Cite the author, work and the standard method of referring to the passage. Cite your sources within parentheses. For appropriate abbreviations consult the Oxford Classical Dictionary, ed. by S. Hornblower and A. Spawforth, 3rd ed. (Oxford, 1996 repr.), pp.ix-xxii or online at stoa.org.
Vergil, Aeneid, book 4, lines 1-10: (Ver. Aen 4.1-10).
With authors who only have one work (e.g., Herodotus and Thucydides in Greek, Livy in prose), only the name of the author is necessary:
Herodotus, book 6, chapter 35, section 2: (Hdt. 6.35.2).
For artwork, cite the author, year of publication and the figure in the text:
(Hurwit 2004, fig. 53).
If a primary source appears in a sourcebook, both the source and the sourcebook should be cited:
Plutarch, Life of Lykourgos, book 1, section 1 in Dillon and Garland, 2000, section 6.1: (Plut. Lyk. 1.1 in Dillon and Garland 2000, 6.1)
Note that volumes use a numbering system for each text, and so you should cite them by the numbering system rather than the page number(s).

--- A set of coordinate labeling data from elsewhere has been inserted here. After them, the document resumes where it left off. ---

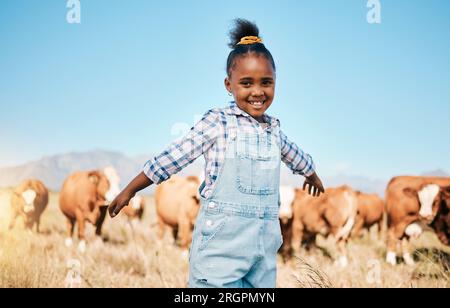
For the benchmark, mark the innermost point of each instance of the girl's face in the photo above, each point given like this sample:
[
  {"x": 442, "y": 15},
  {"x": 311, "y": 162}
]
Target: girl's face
[{"x": 252, "y": 83}]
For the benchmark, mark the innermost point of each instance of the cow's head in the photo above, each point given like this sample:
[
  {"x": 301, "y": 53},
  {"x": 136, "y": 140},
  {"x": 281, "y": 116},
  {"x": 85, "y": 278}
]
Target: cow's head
[
  {"x": 28, "y": 197},
  {"x": 430, "y": 197}
]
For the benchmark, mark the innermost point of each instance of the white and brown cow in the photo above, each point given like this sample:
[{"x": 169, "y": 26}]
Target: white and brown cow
[
  {"x": 85, "y": 196},
  {"x": 410, "y": 202},
  {"x": 177, "y": 204},
  {"x": 287, "y": 197},
  {"x": 332, "y": 214},
  {"x": 135, "y": 209},
  {"x": 29, "y": 199},
  {"x": 370, "y": 213}
]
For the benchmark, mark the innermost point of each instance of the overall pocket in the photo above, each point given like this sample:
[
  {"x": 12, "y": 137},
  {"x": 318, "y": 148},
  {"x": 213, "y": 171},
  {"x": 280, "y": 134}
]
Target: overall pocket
[
  {"x": 257, "y": 162},
  {"x": 211, "y": 225}
]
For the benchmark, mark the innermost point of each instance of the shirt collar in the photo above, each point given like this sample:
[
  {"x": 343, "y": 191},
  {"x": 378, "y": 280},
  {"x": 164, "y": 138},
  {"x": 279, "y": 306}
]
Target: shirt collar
[{"x": 235, "y": 110}]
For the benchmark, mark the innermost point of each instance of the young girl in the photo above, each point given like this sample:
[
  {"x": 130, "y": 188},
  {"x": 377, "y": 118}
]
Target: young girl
[{"x": 237, "y": 232}]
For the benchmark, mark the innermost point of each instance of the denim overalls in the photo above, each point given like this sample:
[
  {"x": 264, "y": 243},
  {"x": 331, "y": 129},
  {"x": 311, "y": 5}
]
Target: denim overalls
[{"x": 237, "y": 232}]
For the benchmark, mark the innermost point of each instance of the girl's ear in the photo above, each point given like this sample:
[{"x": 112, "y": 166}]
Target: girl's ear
[{"x": 227, "y": 84}]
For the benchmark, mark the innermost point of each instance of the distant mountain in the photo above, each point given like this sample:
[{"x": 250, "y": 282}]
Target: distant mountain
[{"x": 52, "y": 170}]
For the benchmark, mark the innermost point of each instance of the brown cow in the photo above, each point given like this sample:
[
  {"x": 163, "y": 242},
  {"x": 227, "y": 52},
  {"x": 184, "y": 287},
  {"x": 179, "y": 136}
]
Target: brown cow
[
  {"x": 135, "y": 209},
  {"x": 177, "y": 205},
  {"x": 85, "y": 195},
  {"x": 411, "y": 201},
  {"x": 370, "y": 212},
  {"x": 331, "y": 214},
  {"x": 28, "y": 201},
  {"x": 287, "y": 197}
]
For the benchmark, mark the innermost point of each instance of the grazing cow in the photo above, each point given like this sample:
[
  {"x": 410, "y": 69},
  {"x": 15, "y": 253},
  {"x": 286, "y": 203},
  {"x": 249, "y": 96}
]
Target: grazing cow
[
  {"x": 177, "y": 204},
  {"x": 287, "y": 197},
  {"x": 135, "y": 209},
  {"x": 28, "y": 201},
  {"x": 370, "y": 212},
  {"x": 411, "y": 201},
  {"x": 85, "y": 196},
  {"x": 331, "y": 214}
]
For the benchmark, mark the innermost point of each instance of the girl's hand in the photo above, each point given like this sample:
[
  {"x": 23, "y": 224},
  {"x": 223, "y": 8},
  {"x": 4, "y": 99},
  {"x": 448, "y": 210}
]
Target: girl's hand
[
  {"x": 119, "y": 202},
  {"x": 139, "y": 182},
  {"x": 315, "y": 185}
]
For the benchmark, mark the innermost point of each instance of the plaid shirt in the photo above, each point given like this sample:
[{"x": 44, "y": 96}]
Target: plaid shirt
[{"x": 209, "y": 137}]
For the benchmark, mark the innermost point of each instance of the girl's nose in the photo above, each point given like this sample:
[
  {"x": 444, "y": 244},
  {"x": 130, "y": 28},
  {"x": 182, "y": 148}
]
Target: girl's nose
[{"x": 257, "y": 92}]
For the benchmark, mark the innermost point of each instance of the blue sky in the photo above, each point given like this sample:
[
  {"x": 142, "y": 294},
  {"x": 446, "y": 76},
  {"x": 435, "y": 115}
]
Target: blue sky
[{"x": 363, "y": 99}]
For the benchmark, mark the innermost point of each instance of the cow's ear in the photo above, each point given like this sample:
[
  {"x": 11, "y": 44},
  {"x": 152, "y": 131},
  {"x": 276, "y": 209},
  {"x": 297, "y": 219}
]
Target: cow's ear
[
  {"x": 94, "y": 177},
  {"x": 410, "y": 192}
]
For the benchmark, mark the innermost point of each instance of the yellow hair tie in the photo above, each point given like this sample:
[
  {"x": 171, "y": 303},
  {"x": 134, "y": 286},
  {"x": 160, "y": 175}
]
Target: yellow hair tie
[{"x": 247, "y": 40}]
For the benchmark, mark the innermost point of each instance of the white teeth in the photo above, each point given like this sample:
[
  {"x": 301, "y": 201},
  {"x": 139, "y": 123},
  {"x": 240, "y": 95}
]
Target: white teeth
[{"x": 257, "y": 104}]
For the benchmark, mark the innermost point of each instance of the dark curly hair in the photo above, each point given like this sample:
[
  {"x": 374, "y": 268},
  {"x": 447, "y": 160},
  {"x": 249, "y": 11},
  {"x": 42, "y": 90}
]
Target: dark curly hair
[{"x": 243, "y": 27}]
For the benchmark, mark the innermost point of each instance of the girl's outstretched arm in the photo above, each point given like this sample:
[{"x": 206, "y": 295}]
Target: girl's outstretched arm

For scholarship, provide the author, year of publication and the pages you are citing:
(Last Name Year, Page Number).
(Courtney 1982, 18).
(Favro 1992, 78-79).
(Hurwit 2004, 182).
(Schwab 2005, 169-170).
(Sear 1982, 56).
All secondary sources cited throughout your paper should also be listed in your bibliography. Note that in line citations differ from bibliographic citations.